Her ne kadar ve maalesef yıllar evveline göre hiç de böyle geçmeyebilen mübarek günlerde olumsuzluklar nerede ise gırla gitmekte.

Bunlardan biri de geçen gün bendenizin de hayret içinde stresine sebebiyet veren olayı yazmak istemiştim ki, ilgililerin ilgilenebilmesi yanında sayın okuyucuların da bilgi edinip kendilerini ayarlasın diye.

Otobüs duraklarında otobüs sürücülerinin çeşitli düşünceleri ile verdikleri rahatsızlık olmuş münakaşaya bile sebebiyet vermişti ama..

Olumsuz olayı buradan yazıp günün esenliğini dağıtmaktansa durumu ilgililere telefonla bildirmekle kalayım onlar çare bulsunlar (tabii ilgilenirlerse!) diye düşündüm.

***

Bizler çocukluk ve gençliğimiz de yaşadığımız mübarek günlerin “Ne kadar sessiz idi” diyebileceğimiz yanında bir esenlik, kişi ve toplumun birbirlerine saygı ve sevgisi nostalji olmuş gibi.

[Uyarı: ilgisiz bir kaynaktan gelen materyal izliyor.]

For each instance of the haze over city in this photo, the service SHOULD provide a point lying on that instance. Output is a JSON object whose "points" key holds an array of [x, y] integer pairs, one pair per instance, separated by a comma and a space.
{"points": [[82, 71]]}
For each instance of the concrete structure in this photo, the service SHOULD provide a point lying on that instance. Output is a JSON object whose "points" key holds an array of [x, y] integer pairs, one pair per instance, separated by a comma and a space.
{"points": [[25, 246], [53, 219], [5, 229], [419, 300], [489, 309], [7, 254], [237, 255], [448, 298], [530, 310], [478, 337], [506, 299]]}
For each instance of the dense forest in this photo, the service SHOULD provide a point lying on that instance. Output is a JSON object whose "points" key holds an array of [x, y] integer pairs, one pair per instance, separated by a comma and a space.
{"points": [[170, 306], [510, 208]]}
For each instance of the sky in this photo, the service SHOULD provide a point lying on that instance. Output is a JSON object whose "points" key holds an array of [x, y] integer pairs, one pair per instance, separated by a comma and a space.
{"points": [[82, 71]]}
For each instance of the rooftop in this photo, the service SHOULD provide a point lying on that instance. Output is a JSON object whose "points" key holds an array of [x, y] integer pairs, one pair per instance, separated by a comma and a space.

Neden? Niçin? Diye soruyorum kendi kendime. Her ne kadar “O günün yaşamları ile bu günün arasında çeşitli yönlerde hızlı gelişimler var. Uyamaz elbette birbirine. O günlerin evleri tek, çift kat ve küçücük de olsa bahçe veya “Hayat” denilen açıklıklı yerleri vardı bu gün o yerler nerede ise gökdelenler dolduruverdi. Kim kimeee, tım tıma” diyen, hatta yazanlara da bir diyeceğim var.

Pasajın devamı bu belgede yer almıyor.